Deployment, Observability, and Capacity Planning for Production ML Serving
Latency Observability
Track latency at every stage: feature retrieval P50/P99, inference P50/P99, total request P50/P99. Histogram metrics reveal distribution shape—a bimodal distribution suggests two different code paths. Alert on P99 exceeding SLA, not just average. Dashboard tail latency trends to catch degradation before it impacts users.

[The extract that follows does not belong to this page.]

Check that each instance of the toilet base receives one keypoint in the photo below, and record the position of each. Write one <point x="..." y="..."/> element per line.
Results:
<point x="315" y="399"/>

Key Metrics: Request rate, error rate, latency percentiles (P50, P95, P99), model prediction distribution, feature store hit rate. These six metrics expose most production issues.
Canary Deployments
New model versions may have different latency characteristics. Deploy to 1% of traffic first, compare latency metrics against baseline. If P99 regresses, roll back immediately. Gradual rollout (1% → 10% → 50% → 100%) catches issues before full impact. Shadow mode runs the new model alongside production without affecting responses—useful for validating accuracy before latency testing.
Capacity Planning
Estimate peak QPS from historical traffic patterns plus growth projections. Add 2-3x headroom for traffic spikes (promotions, viral events). Each inference server handles a fixed QPS at target latency—divide peak QPS by per-server capacity to get fleet size. Autoscaling helps but has spin-up latency; pre-scale before known traffic events.
Cost Optimization: GPUs are expensive. Use CPUs for simple models (linear, small trees). Reserve GPUs for neural networks where the throughput gain justifies cost. Profile actual inference time—many GPU deployments are CPU-bound on feature preprocessing.
Graceful Degradation
Design fallback modes: if the model times out, return a default score. If feature store is down, run the model with available features only. Document degradation modes and their accuracy impact before incidents occur.